Philip Glass and Robert Wilson's most celebrated collaboration, the groundbreaking opera Einstein on the Beach, was premiered at the Avignon Festival in 1976. During its initial European tour, its Metropolitan Opera premiere, and its revivals in 1984 and 1992, Einstein provoked opposed reactions both from the audience and critics. Embedding repetitive structural principles in the spectacle of the late-capitalist media age, the work strongly questions conventional positions in opera, music, theatre, and dance. As one critic wrote recently, “it was a combative declaration from the booming downtown scene directed against the established uptown culture, especially the complex, intellectual styles of contemporary music sanctioned within academia”. Today, despite its aura as a groundbreaking work, Einstein on the Beach is still more known about than known.

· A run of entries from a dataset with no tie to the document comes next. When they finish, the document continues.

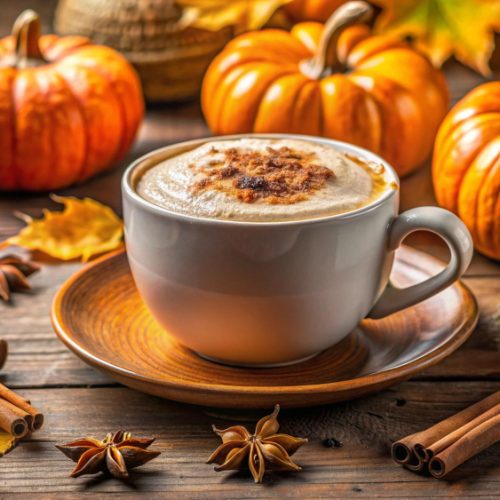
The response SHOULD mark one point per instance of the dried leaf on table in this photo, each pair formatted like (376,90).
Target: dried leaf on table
(442,28)
(84,228)
(214,15)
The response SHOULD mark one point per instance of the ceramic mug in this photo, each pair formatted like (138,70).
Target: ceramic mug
(272,293)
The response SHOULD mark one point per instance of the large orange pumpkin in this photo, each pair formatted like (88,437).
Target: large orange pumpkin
(312,10)
(466,165)
(388,99)
(68,109)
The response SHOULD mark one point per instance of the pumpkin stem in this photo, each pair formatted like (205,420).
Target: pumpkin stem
(26,33)
(326,59)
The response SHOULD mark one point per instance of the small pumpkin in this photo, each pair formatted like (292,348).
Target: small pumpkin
(68,109)
(388,99)
(312,10)
(466,165)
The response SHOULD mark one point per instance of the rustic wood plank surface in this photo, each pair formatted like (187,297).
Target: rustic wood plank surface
(78,400)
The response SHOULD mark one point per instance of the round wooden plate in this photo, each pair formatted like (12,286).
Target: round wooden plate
(100,316)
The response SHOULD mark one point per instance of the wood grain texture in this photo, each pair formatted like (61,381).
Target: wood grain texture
(100,315)
(361,468)
(79,400)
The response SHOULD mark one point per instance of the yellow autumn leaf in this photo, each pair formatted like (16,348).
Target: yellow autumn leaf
(84,228)
(214,15)
(442,28)
(7,442)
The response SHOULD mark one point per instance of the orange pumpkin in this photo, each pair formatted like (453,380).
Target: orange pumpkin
(68,109)
(389,99)
(312,10)
(466,165)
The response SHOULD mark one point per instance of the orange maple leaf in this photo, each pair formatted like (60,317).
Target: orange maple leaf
(442,28)
(84,228)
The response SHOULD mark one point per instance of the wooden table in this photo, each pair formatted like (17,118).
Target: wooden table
(78,400)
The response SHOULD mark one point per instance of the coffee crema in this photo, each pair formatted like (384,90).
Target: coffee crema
(262,180)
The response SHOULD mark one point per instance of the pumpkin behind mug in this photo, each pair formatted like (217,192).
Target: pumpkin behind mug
(68,109)
(388,99)
(312,10)
(466,165)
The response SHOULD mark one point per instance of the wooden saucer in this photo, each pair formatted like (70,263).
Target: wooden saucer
(100,316)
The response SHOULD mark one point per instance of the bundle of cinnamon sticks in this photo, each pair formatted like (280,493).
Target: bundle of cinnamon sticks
(449,443)
(17,416)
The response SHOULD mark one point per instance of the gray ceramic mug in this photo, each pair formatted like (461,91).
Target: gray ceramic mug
(271,293)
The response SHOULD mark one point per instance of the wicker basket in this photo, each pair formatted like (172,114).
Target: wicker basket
(170,61)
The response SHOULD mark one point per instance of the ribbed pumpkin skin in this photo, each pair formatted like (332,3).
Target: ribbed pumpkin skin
(390,101)
(67,120)
(466,165)
(312,10)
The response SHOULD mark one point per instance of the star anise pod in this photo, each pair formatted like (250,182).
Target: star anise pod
(264,448)
(13,274)
(116,453)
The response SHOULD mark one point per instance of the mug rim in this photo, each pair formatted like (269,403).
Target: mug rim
(129,191)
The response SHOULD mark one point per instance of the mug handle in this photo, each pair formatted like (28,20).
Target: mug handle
(452,230)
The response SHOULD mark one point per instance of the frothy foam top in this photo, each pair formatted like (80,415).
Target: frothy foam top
(262,180)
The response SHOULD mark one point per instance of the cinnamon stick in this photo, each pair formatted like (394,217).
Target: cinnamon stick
(418,444)
(484,435)
(454,436)
(3,352)
(35,420)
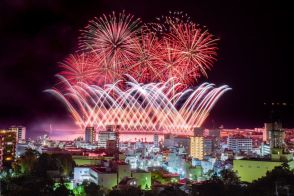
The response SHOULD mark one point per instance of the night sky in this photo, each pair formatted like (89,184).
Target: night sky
(255,54)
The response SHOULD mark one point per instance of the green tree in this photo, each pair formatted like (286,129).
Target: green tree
(229,177)
(26,162)
(92,189)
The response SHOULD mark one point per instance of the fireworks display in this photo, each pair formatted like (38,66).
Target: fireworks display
(138,75)
(140,107)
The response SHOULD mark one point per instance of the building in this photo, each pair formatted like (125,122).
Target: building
(111,133)
(123,170)
(265,149)
(20,132)
(267,128)
(239,143)
(277,137)
(8,147)
(156,140)
(90,135)
(197,147)
(209,145)
(252,169)
(143,179)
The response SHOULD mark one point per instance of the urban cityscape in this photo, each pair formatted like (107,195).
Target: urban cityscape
(139,113)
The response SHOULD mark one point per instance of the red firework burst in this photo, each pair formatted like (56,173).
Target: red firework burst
(113,38)
(79,68)
(194,48)
(146,66)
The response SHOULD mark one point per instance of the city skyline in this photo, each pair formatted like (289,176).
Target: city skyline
(249,46)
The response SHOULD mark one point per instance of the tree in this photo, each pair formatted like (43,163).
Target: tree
(61,190)
(229,177)
(92,189)
(276,180)
(26,162)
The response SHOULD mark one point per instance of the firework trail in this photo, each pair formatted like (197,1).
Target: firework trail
(150,107)
(161,61)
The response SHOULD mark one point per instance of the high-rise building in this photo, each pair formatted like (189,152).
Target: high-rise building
(7,147)
(197,147)
(209,145)
(20,132)
(111,133)
(90,135)
(268,127)
(156,140)
(239,143)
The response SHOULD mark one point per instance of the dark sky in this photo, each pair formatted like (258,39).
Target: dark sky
(255,53)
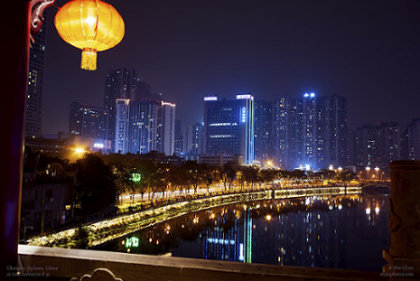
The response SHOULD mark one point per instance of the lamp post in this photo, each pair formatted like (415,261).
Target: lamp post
(367,172)
(20,23)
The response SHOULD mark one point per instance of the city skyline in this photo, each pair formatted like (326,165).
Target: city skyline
(248,49)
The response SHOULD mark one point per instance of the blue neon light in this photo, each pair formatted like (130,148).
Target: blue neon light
(243,114)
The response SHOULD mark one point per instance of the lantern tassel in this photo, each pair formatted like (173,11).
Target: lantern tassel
(88,59)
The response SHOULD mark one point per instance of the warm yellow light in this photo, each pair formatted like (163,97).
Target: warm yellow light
(90,25)
(269,163)
(79,150)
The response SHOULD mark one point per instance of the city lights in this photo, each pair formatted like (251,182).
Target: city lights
(135,177)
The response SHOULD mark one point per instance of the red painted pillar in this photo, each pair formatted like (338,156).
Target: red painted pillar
(403,255)
(15,57)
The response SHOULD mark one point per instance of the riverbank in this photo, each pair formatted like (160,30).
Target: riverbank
(94,234)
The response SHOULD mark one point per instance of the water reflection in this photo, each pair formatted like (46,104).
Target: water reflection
(337,232)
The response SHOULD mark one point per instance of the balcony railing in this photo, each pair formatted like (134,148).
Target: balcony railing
(71,263)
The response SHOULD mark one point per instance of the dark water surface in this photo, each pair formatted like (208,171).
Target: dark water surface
(330,231)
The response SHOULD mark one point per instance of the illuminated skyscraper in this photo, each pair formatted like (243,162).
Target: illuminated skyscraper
(411,140)
(229,127)
(285,141)
(263,129)
(120,84)
(121,125)
(310,132)
(143,126)
(33,113)
(377,146)
(166,128)
(86,121)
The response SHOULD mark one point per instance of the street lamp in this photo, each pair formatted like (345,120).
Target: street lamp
(22,21)
(92,26)
(367,172)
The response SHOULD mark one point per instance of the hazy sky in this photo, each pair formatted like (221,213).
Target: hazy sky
(365,50)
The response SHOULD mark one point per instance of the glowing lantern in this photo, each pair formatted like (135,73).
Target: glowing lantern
(90,25)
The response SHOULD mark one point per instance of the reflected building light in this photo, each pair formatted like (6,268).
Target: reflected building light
(210,98)
(241,252)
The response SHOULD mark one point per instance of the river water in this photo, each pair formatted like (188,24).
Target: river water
(348,231)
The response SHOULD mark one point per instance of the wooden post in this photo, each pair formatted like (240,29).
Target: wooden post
(403,255)
(15,51)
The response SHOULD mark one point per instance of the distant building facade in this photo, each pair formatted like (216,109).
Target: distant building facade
(263,129)
(377,146)
(411,139)
(86,121)
(166,128)
(310,132)
(33,110)
(229,126)
(179,138)
(121,83)
(121,125)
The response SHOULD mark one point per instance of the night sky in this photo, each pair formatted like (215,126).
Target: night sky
(365,50)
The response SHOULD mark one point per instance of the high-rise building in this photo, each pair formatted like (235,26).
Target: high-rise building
(179,138)
(121,125)
(142,129)
(119,84)
(338,139)
(390,143)
(229,126)
(166,128)
(263,128)
(285,134)
(33,112)
(193,138)
(366,151)
(377,146)
(86,121)
(310,132)
(411,139)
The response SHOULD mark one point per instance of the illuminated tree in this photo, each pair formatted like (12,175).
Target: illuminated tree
(95,187)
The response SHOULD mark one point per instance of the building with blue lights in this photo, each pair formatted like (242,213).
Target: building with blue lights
(310,132)
(263,129)
(33,107)
(86,121)
(229,127)
(121,125)
(143,126)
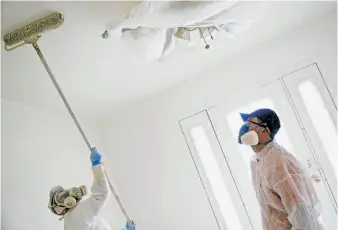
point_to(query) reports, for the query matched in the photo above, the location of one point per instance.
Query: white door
(279, 96)
(221, 190)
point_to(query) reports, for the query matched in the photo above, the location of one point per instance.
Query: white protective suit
(85, 215)
(285, 191)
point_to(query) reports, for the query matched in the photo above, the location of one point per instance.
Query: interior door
(222, 192)
(226, 122)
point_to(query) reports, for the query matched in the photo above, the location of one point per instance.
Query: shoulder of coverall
(280, 165)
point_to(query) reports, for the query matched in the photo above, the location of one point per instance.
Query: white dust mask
(250, 138)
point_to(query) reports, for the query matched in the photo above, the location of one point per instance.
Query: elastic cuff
(98, 171)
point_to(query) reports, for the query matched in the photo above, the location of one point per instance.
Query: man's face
(263, 133)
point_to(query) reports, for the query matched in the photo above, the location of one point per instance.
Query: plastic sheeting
(285, 191)
(152, 25)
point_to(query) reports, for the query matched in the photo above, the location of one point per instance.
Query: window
(321, 119)
(214, 176)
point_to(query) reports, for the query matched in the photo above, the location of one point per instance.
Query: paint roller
(30, 34)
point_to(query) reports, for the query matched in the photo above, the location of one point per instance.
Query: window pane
(214, 176)
(321, 119)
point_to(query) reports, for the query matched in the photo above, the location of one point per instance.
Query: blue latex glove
(130, 225)
(95, 157)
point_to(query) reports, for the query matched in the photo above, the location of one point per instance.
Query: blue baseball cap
(267, 116)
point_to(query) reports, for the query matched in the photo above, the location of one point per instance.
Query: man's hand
(130, 225)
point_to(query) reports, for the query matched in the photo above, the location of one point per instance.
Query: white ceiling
(98, 75)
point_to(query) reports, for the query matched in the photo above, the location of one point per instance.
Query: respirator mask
(250, 137)
(62, 200)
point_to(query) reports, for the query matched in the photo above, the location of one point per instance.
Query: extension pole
(58, 88)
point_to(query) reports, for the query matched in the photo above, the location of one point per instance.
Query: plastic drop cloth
(151, 27)
(285, 191)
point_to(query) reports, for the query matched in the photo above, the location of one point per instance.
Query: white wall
(41, 149)
(148, 156)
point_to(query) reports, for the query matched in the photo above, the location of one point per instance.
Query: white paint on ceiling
(98, 75)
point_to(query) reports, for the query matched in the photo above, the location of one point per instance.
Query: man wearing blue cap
(284, 190)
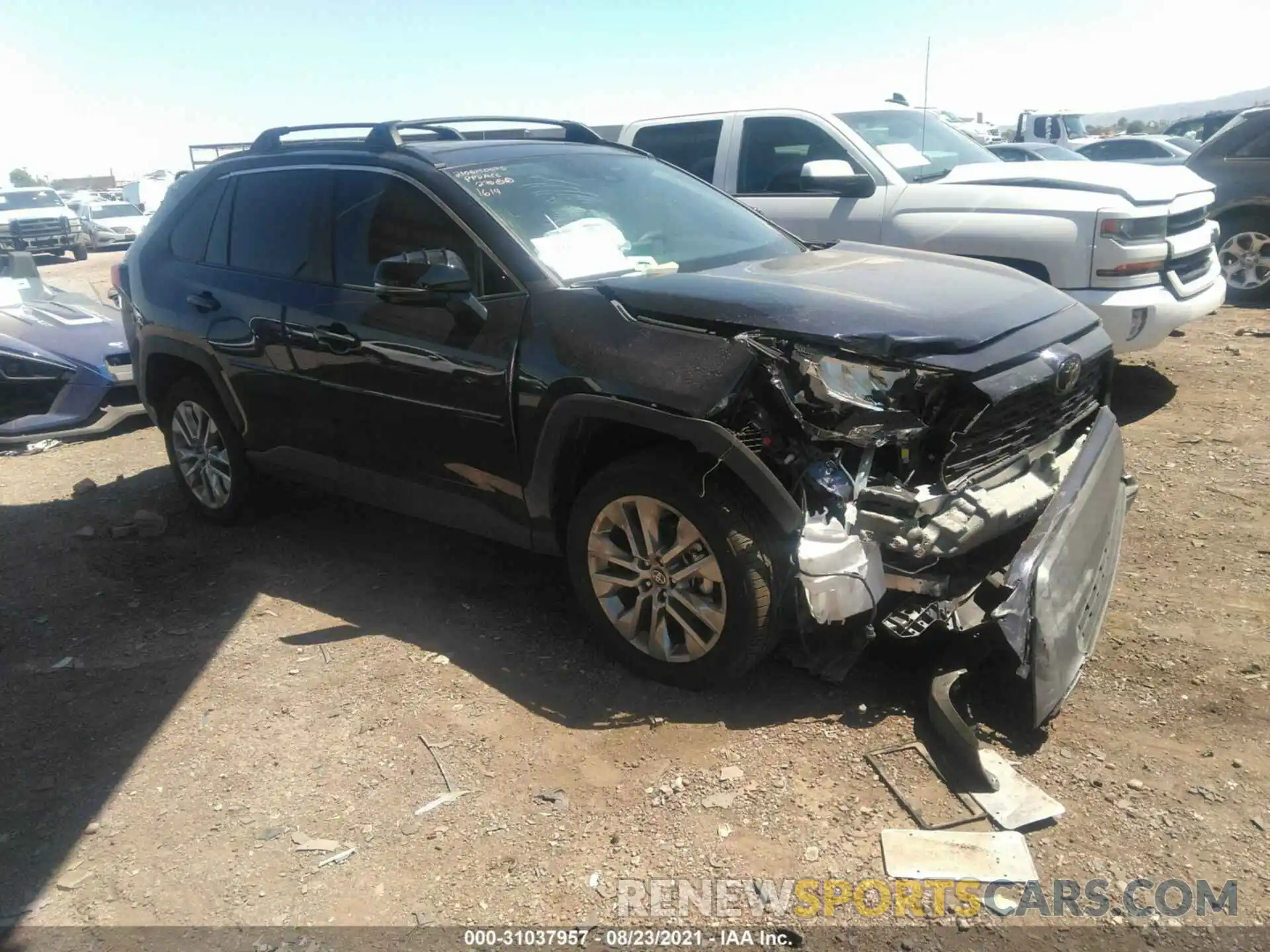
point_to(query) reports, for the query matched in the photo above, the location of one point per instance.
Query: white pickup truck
(1133, 243)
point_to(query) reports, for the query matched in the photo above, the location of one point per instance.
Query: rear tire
(702, 617)
(205, 450)
(1244, 234)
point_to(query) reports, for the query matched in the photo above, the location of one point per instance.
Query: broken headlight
(21, 368)
(874, 404)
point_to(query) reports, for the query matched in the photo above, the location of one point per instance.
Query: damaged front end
(65, 368)
(987, 508)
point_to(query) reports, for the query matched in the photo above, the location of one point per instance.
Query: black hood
(869, 300)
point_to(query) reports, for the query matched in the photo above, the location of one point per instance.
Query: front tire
(676, 586)
(205, 450)
(1244, 254)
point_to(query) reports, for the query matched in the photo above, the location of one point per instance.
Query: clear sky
(128, 84)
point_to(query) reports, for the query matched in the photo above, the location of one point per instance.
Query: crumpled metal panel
(841, 574)
(1062, 578)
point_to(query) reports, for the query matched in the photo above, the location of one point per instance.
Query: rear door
(417, 393)
(767, 177)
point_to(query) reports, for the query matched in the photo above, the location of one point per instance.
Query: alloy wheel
(201, 454)
(1246, 260)
(657, 579)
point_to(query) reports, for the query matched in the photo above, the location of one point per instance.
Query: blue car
(65, 370)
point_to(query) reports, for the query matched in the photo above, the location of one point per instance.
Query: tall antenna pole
(926, 91)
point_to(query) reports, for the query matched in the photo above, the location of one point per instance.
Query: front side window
(774, 150)
(116, 211)
(922, 149)
(275, 214)
(1075, 126)
(1128, 150)
(380, 216)
(690, 145)
(1256, 147)
(1058, 154)
(600, 212)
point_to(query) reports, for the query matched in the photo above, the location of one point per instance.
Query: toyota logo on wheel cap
(1067, 368)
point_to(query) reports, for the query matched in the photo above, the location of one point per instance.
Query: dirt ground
(233, 691)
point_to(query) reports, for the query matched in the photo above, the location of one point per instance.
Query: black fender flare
(155, 346)
(1241, 207)
(708, 437)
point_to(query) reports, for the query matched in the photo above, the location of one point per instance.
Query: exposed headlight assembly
(882, 403)
(1132, 230)
(21, 368)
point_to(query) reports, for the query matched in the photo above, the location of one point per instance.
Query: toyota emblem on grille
(1067, 374)
(1067, 368)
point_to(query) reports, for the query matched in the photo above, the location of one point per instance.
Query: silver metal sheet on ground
(943, 855)
(1017, 801)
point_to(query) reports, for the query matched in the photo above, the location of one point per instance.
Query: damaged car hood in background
(70, 327)
(870, 300)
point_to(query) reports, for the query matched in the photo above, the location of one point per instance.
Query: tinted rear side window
(690, 145)
(275, 214)
(1256, 147)
(190, 234)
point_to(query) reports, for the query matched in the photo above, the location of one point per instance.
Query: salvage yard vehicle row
(570, 346)
(1133, 244)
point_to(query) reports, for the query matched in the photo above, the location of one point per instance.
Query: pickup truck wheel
(1245, 258)
(205, 451)
(677, 587)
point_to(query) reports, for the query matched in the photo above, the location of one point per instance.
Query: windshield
(920, 150)
(1075, 126)
(114, 211)
(595, 214)
(1058, 154)
(44, 198)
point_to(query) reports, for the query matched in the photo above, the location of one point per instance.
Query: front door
(419, 393)
(769, 178)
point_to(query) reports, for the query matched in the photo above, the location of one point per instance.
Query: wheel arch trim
(167, 347)
(709, 438)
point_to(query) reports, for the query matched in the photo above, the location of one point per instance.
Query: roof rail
(573, 131)
(388, 135)
(271, 140)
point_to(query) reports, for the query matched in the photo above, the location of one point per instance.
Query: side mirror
(431, 277)
(422, 273)
(836, 177)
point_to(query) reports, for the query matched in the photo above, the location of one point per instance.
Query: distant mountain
(1171, 112)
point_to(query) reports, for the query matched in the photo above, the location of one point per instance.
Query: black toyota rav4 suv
(573, 347)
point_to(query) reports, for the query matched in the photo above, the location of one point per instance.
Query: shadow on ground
(1138, 391)
(140, 619)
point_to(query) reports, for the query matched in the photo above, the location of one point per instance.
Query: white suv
(1132, 243)
(37, 220)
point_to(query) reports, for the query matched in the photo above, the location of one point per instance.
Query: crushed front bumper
(59, 241)
(1060, 587)
(1062, 578)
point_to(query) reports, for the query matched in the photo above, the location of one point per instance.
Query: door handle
(337, 335)
(204, 302)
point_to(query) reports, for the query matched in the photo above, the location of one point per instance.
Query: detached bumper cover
(1062, 578)
(1141, 319)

Despite its strong impact Einstein thus far has not been subjected to a significant body of critical reflection. As the 2012-2013 series of reperformances re-contextualizes the work in relation to present theoretical, political, and social circumstances, we gratefully take this opportunity to provide theoretical discussions in parallel to the performances of Einstein in Amsterdam. Through a series of panel sessions, the forum will initiate an exchange of views on the politics of reception and the performance strategies of Einstein; the possibility of establishing “opera after drama” in light of its postdramatic features; procedures of repetition and ways of representation that allow Einstein to balance on the edge between modernism and postmodernism; the role of new media, their interaction with bodies and voices on stage, as well as the impact they made on the status and function of the opera.

The politics of reception encourage an examination of how and why Einstein’s status changed over the years. Its resonance with Hans-Thies Lehmann’s concept of postdramatic theatre provokes discussion about the work’s place in music theatre ‘after opera’. After Wagner’s “Opera and Drama” and Kerman’s Opera as Drama, Einstein appears as ‘opera after drama’, postdramatic opera. The shift from the self-reflexive sound structures of Glass’s early minimalist pieces to the representational mechanisms of repetitive music in an opera that makes references to extra-musical phenomena, provokes new questions. The overall aim of the Amsterdam symposium is to promote an interdisciplinary debate on the question if, how and why Einstein on the Beach still problematizes conventions of the art-world, and how the work could be considered as a prism through which current issues of contemporary performance practice and theory might be seen more clearly.